MLB

Time to stop thinking of Joba as a phenom

CLEARWATER, Fla. — The problem with Joba Chamberlain, in so many ways, isn’t the version of him we see in March of 2010. It is the version of him that we remember from August of 2007. It is the memory of how dominant, how precocious, how bulletproof he was in his first hours as a major leaguer.

Nobody could sustain that. Nobody ever has sustained that. Dwight “Doc” Gooden might have been the ace of the Mets staff for eight more years after his stardust-frosted 1985 season, but he was never quite as untouchable. Bob Feller had most of the best years he ever would have before he was 30 years old. He remained a winning pitcher, just not a phenom.

Phenoms, by definition, aren’t supposed to last.

Maybe it’s simply best that everyone pack those old images of Chamberlain from the summer and autumn of 2007 — right up until the midges got him in Cleveland — and simply store them in a file cabinet somewhere, pulled every once in a while for fond recollection.

Maybe it’s best for everyone to do what the Yankees have clearly done: turned the page on Joba the Rock Star, Joba the Human Standing O, and focus instead on Joba the Kid Pitcher. The pitcher who still is just 24 years old, the one who should still have a long and successful career ahead of him. If that means he won’t be Sanday Koufax, should that be held against him?

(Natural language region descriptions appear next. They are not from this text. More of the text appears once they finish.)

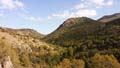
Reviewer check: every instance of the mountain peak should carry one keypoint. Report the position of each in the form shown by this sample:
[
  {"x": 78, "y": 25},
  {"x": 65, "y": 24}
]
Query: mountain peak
[{"x": 73, "y": 21}]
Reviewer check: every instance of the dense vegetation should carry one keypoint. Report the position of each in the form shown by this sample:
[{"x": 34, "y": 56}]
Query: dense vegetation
[{"x": 77, "y": 43}]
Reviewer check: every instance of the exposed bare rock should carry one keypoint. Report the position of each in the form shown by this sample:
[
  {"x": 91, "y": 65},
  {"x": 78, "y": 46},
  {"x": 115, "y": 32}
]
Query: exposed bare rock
[
  {"x": 108, "y": 18},
  {"x": 6, "y": 63}
]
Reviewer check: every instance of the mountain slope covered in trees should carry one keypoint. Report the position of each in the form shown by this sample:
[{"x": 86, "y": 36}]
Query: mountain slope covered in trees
[{"x": 78, "y": 43}]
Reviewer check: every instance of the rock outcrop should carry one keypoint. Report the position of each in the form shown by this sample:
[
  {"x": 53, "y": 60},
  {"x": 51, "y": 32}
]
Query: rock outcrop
[{"x": 6, "y": 63}]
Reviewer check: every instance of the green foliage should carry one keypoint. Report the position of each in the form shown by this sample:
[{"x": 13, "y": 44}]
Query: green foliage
[{"x": 103, "y": 61}]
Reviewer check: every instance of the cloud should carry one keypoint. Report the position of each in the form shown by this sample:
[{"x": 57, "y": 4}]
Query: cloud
[
  {"x": 31, "y": 18},
  {"x": 100, "y": 3},
  {"x": 11, "y": 4},
  {"x": 86, "y": 8},
  {"x": 78, "y": 13}
]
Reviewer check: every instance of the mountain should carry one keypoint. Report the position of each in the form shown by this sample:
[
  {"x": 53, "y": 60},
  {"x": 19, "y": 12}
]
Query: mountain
[
  {"x": 77, "y": 43},
  {"x": 84, "y": 37},
  {"x": 24, "y": 47},
  {"x": 108, "y": 18},
  {"x": 70, "y": 32}
]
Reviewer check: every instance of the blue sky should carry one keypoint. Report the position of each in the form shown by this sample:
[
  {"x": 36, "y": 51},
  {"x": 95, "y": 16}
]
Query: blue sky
[{"x": 46, "y": 15}]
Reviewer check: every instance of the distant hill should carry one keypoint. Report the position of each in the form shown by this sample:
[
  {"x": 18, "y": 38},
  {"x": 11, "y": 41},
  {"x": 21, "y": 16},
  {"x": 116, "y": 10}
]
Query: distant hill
[
  {"x": 72, "y": 30},
  {"x": 108, "y": 18},
  {"x": 77, "y": 43}
]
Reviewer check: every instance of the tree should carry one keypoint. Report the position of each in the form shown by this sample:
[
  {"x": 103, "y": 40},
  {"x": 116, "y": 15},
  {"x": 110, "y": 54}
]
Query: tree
[{"x": 103, "y": 61}]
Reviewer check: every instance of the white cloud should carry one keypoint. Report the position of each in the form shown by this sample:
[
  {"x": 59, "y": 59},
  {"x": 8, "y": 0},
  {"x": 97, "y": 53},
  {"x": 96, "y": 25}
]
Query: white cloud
[
  {"x": 78, "y": 13},
  {"x": 80, "y": 6},
  {"x": 100, "y": 3},
  {"x": 31, "y": 18},
  {"x": 11, "y": 4},
  {"x": 110, "y": 3}
]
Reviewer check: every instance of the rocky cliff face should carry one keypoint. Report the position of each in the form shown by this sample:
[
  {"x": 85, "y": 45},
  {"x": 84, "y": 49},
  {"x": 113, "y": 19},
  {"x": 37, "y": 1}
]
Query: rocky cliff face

“Sometimes, I just have to remember to be myself,” Chamberlain said yesterday afternoon, inside the visitor’s clubhouse at Bright House Field, after the Phillies beat the Yankees 6-2. “I have to attack the zone. Be aggressive. And let it fly.”

He was standing in the corner of the room, a dark blue sleeve covering his elbow to keep it warm after his first feel-good outing of the spring. Chamberlain pitched three innings and allowed one soft run, he threw 48 pitches and 33 strikes, and had just about every one of his pitches working — fastball, slider, curve, change.

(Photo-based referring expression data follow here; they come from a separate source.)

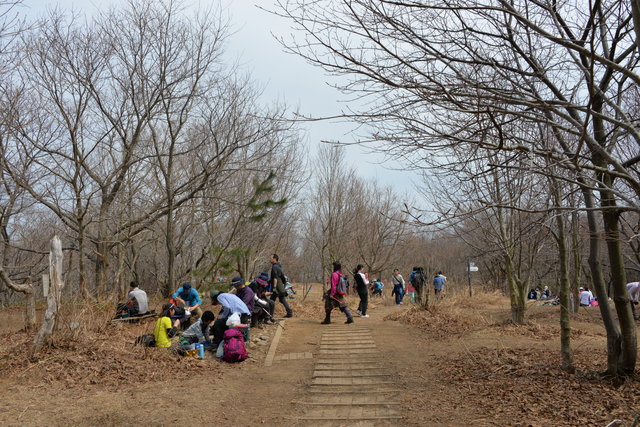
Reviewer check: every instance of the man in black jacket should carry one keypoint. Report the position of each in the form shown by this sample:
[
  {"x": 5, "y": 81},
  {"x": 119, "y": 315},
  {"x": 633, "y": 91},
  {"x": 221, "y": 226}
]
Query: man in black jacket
[{"x": 278, "y": 283}]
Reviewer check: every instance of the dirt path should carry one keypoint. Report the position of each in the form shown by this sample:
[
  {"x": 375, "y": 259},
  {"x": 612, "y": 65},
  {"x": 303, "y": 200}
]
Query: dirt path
[{"x": 459, "y": 364}]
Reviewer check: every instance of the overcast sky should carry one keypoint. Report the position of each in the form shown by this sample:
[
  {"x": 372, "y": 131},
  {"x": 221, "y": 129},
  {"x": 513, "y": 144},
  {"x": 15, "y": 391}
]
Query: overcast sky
[{"x": 283, "y": 76}]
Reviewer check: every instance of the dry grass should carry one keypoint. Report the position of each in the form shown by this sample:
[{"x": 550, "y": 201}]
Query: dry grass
[
  {"x": 87, "y": 350},
  {"x": 453, "y": 315}
]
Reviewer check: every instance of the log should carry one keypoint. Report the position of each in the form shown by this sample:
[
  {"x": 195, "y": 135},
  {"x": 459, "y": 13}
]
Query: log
[
  {"x": 27, "y": 290},
  {"x": 53, "y": 299}
]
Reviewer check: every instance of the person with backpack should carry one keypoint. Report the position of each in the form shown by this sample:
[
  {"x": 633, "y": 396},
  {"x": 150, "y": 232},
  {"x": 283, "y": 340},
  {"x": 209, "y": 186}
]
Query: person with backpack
[
  {"x": 165, "y": 329},
  {"x": 198, "y": 332},
  {"x": 417, "y": 280},
  {"x": 190, "y": 298},
  {"x": 231, "y": 304},
  {"x": 334, "y": 297},
  {"x": 264, "y": 306},
  {"x": 438, "y": 283},
  {"x": 362, "y": 288},
  {"x": 398, "y": 286},
  {"x": 278, "y": 282}
]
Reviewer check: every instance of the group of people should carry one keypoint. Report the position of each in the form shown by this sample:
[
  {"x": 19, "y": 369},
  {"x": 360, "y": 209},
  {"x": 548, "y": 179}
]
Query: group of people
[
  {"x": 249, "y": 304},
  {"x": 586, "y": 298},
  {"x": 339, "y": 288}
]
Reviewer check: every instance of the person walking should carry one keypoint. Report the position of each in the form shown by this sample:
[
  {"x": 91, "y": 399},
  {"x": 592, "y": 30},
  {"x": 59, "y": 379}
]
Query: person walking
[
  {"x": 363, "y": 290},
  {"x": 334, "y": 297},
  {"x": 278, "y": 283},
  {"x": 398, "y": 286},
  {"x": 438, "y": 283}
]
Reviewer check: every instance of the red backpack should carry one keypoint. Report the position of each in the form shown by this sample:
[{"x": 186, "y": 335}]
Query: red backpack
[{"x": 234, "y": 349}]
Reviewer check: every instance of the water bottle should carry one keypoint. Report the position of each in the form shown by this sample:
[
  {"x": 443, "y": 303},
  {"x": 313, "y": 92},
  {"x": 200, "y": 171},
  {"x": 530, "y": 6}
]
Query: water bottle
[{"x": 200, "y": 349}]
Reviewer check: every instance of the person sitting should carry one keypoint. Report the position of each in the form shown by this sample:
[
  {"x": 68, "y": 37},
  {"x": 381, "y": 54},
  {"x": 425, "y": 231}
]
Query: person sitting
[
  {"x": 164, "y": 329},
  {"x": 263, "y": 306},
  {"x": 190, "y": 298},
  {"x": 231, "y": 304},
  {"x": 546, "y": 294},
  {"x": 199, "y": 331},
  {"x": 246, "y": 295},
  {"x": 137, "y": 304}
]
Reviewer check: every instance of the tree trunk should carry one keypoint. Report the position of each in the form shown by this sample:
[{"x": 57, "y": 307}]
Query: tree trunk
[
  {"x": 628, "y": 343},
  {"x": 82, "y": 275},
  {"x": 597, "y": 279},
  {"x": 565, "y": 316},
  {"x": 53, "y": 300},
  {"x": 577, "y": 261},
  {"x": 171, "y": 249}
]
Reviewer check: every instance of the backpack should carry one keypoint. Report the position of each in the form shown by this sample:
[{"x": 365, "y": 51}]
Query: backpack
[{"x": 234, "y": 349}]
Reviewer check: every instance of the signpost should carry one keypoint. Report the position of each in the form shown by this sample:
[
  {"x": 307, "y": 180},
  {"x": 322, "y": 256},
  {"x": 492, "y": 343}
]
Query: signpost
[{"x": 471, "y": 266}]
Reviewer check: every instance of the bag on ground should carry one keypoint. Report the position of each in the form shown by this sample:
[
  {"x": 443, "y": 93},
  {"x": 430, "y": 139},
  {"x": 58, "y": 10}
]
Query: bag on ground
[
  {"x": 147, "y": 340},
  {"x": 234, "y": 349}
]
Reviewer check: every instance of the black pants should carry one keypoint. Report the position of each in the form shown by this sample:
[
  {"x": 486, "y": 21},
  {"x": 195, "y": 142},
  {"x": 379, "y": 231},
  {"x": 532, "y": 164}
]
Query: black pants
[
  {"x": 364, "y": 300},
  {"x": 218, "y": 328},
  {"x": 283, "y": 300}
]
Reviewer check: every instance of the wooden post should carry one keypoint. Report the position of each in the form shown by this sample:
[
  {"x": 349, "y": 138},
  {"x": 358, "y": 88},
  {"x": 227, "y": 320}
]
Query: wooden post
[{"x": 53, "y": 300}]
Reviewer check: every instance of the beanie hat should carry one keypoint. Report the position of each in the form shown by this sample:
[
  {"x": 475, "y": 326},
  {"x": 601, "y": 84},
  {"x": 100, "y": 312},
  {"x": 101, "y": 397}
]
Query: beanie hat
[{"x": 207, "y": 316}]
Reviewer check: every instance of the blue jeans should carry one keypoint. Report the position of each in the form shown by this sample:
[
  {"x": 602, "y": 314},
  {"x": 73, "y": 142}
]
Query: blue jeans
[{"x": 399, "y": 294}]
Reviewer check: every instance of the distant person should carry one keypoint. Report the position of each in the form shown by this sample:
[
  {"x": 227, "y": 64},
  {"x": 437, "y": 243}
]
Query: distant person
[
  {"x": 633, "y": 290},
  {"x": 585, "y": 297},
  {"x": 165, "y": 329},
  {"x": 190, "y": 298},
  {"x": 362, "y": 287},
  {"x": 438, "y": 283},
  {"x": 398, "y": 286},
  {"x": 137, "y": 303},
  {"x": 334, "y": 297},
  {"x": 417, "y": 281},
  {"x": 278, "y": 282},
  {"x": 546, "y": 294},
  {"x": 376, "y": 288}
]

Now, by the time manager Joe Girardi summoned Chamberlain in the sixth inning, the Phillies’ regulars already had showered and left, so he didn’t face Jimmy Rollins or Chase Utley, Ryan Howard or Jayson Werth or Shane Victorino. But at this point, the pedigree of the opponent isn’t really the issue.

“It’s the mental part of the game,” Chamberlain said. “And that’s the hardest part.”

It wasn’t just Chamberlain’s brain that had caused him to assemble an unsightly 27.00 spring ERA heading into yesterday’s test. His mechanics were messy, and his stuff was sloppy, and it had all conspired to place his spot as the fifth starter in serious jeopardy. Before the game, Girardi had cautioned that he never had thought of the job as Joba’s to lose heading into spring, but that hardly seems likely.

For parts of three seasons, two different Yankees managers were enslaved by the Joba Rules, which were enacted to meticulously ensure the organization would build him up to being a 200-inning horse of the rotation. If Chamberlain becomes a relief pitcher permanently, that legislation will seem like so much wasted time.

“We won a World Series last year,” the manager said. “We achieved our goal as an organization, and Joba was a part of it.”

True. But from the moment Chamberlain became a prominent part of the plan, he inherited the mantle, fairly or unfairly, as the face of the future, an important balancing point for a franchise always looking to bulk up for today. And even Girardi seemed to understand that, because he all but put Chamberlain on notice that it was time to quit “working on” stuff, and time to start getting people out.

He started that yesterday at Bright House Field. Did the light bulb go on? Did the pieces finally fall into place? We will learn that five days from now, and then five days after that as the former phenom keeps up the fight to prove he belongs in the bigs. It’s suddenly a story worth rooting for.